Sharon Machlis grabbed a couple of months of commuter-rail performance data and created a site that lets you see on-time performance for lines and trains.

Cool site and nice to have access to the data like this.

One quibble:

(Excludes cancelled trains with no arrival times)

There needs to be some sort of graph or metric that at least tells us how many trips were just shit-canned completely. Traditionally that has been the way the commuter rail operators have upped their on-time statistics - by just dumping out of the analysis canceled trips. "We weren't late - we just never showed up!" From the riders' perspective if the train arriving after your cancelled trip is on-time, you're still really friggin late from what you planned based on their schedule.

Yes, a cancelled train should use the following train for its arrival time, as well as counting that train separately, since that is the end result. For example, if train '123' was supposed to arrive at 8am but was cancelled, and the next train '456' arrived on time at 9am, train 123 was 60 minutes late, and 456 was on time. That illustrates the actual results, which is what we should want to know.

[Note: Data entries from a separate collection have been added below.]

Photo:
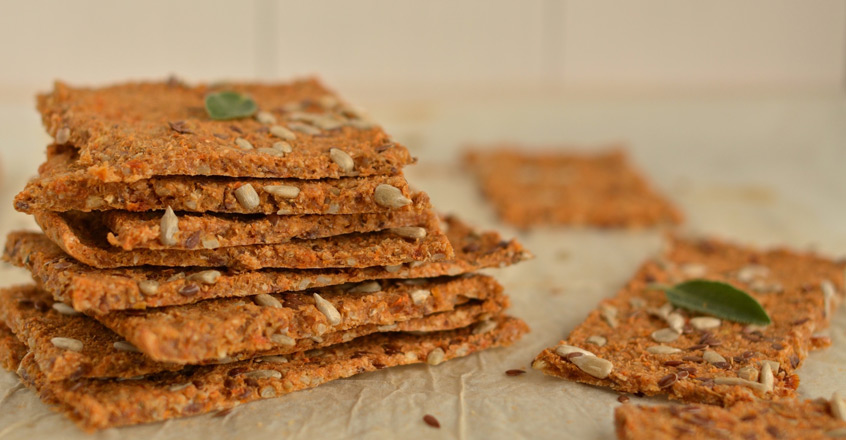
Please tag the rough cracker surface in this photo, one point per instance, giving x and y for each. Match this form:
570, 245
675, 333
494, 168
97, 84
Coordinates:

That a cancelled train should be in the more than 15 minutes late category, since in reality that run (say, train 0613) would be (at least) 24 hours late.

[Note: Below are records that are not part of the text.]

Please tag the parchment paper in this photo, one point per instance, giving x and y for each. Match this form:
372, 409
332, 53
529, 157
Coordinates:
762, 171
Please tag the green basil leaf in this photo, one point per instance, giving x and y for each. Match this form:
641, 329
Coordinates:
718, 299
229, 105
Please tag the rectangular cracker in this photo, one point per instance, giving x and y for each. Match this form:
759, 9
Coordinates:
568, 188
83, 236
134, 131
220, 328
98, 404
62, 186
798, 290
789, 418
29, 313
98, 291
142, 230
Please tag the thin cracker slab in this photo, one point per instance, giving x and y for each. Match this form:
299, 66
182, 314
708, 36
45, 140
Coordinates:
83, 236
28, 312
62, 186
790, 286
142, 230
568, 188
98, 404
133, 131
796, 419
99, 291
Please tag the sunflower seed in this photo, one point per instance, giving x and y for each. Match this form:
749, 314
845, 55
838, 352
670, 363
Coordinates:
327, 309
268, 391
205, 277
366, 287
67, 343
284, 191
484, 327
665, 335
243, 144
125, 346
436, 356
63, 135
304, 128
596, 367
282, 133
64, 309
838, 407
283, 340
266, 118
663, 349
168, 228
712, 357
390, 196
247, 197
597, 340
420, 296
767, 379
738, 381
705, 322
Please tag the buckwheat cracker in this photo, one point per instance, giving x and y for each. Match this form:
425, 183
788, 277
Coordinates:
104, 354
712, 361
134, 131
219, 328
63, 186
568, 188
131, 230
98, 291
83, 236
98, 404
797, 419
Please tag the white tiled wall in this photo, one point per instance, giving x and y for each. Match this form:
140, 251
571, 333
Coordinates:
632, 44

Or they could track cancelled trains. That's probably the better metric. There might be a good reason to cancel a train, but in the end it was cancelled, which has an effect.

I would love for more pedantic specifics on what they count as "arrived". I'm on an awful lot of trains - maybe a majority of my inbounds - that pull out of Back Bay, and then sit on the tracks right at the curve before South Station for a while waiting for dispatch to clear a platform. We have not "arrived" as I can't get off the train. The doors open 10 minutes after the scheduled arrival time, delaying me from my next destination by that long. Is this on-time? The data says that "only" ~17% of inbounds on that line are >5min late, but that seems low.

I'm suspicious that they're counting arrivals as trains that pass the sensors at the curve (or radio pending arrival to dispatch) rather than physical unboardings.

Do you ride at rush hour? There could be a lot of empty off-peak trains which face less terminal congestion and pull up the average.

The site shows the raw data, so you can check the stats on the specific train you ride.

No show?

Same for the Old Colony lines (Kingston, Middleboro, Greenbush), maybe the data for these lines isn't available?